Tout en participant à la création d’une poésie nouvelle, des poètes tels Abba Kovner, Dan Pagis, I. Yaoz-Kest, Yakov Besser puisent leurs thèmes dans leur propre expérience de rescapés de la Shoah. Dans leur mode d’expression essentiellement allusif, le concret cède la place au mythique, et le réalisme au symbole. Mais la Shoah est ancrée dans la littérature hebraïque au-delà des témoignages des rescapés, puisque leurs enfants, qui n’ont vécu l’horreur qu’au travers des souvenirs de leurs parents ou amis, prennent la relève, en s’appropriant en quelque sorte leur souffrance, qu’ils expriment dans leurs poèmes.

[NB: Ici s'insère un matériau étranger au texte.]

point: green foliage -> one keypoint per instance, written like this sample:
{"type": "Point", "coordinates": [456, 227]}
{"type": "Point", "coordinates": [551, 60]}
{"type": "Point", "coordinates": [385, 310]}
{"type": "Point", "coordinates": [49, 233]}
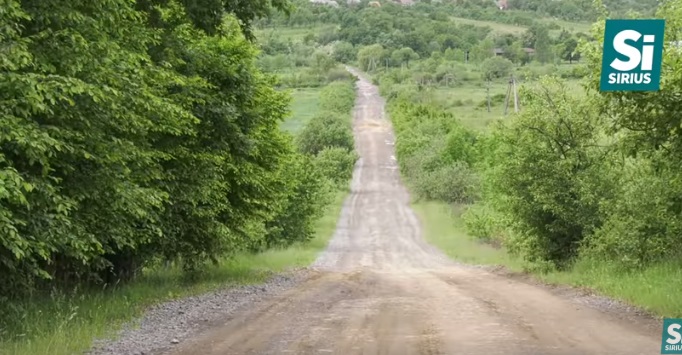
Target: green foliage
{"type": "Point", "coordinates": [496, 67]}
{"type": "Point", "coordinates": [136, 132]}
{"type": "Point", "coordinates": [336, 164]}
{"type": "Point", "coordinates": [484, 223]}
{"type": "Point", "coordinates": [304, 194]}
{"type": "Point", "coordinates": [546, 177]}
{"type": "Point", "coordinates": [327, 129]}
{"type": "Point", "coordinates": [436, 168]}
{"type": "Point", "coordinates": [344, 52]}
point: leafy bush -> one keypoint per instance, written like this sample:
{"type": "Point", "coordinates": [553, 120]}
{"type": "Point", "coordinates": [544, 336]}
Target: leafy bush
{"type": "Point", "coordinates": [641, 226]}
{"type": "Point", "coordinates": [547, 175]}
{"type": "Point", "coordinates": [305, 192]}
{"type": "Point", "coordinates": [336, 164]}
{"type": "Point", "coordinates": [496, 67]}
{"type": "Point", "coordinates": [327, 129]}
{"type": "Point", "coordinates": [484, 223]}
{"type": "Point", "coordinates": [121, 144]}
{"type": "Point", "coordinates": [452, 183]}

Ceux qui continuent dans la voie de Shlonsky ou d’Alterman, tels Amir Gilboa, Nathan Yonathan, Dalia Ravikovitch, Tuvia Rivner, Ozer Rabin, créent de nouvelles formes poétiques. Leurs successeurs Yona Wollach, Yaïr Hurvitz (décédés respectivement en 1985 et 1988), Meïr Wieseltir et d’autres plus jeunes font preuve d’un lyrisme qui le dispute souvent à l’insolite, mais où la sensibilité est toujours à fleur de peau.

En quête d’un bilan

La littérature israélienne est aujourd’hui un creuset où des écrivains de plusieurs générations créent et publient. Ceux de la guerre d’Indépendance, ceux de la génération de l’État continuent à écrire, connaissant un nouvel essor et cohabitant avec de nouveaux talents qui ont déjà fait leurs preuves. Romans et nouvelles revêtent des caractères originaux où le réalisme côtoie le surréalisme, l’impressionnisme le symbolisme. On y trouve une grande variété de styles, une recherche de formes et un effort de rénovation linguistique qui est d’autant plus important que la renaissance de la langue hébraïque a vu le jour il y a tout juste cent ans. Les sujets abordés sont ancrés dans la civilisation et la culture israéliennes et juives. Les événements socio-politiques qui jalonnent l’histoire marquent profondément la littérature israélienne. Cependant, elle dépasse largement son cadre géographique et historique, même s’il paraît très spécifique, car les thèmes et les personnages qu’elle met en scène, les problèmes et les interrogations qu’elle pose atteignent une dimension universelle.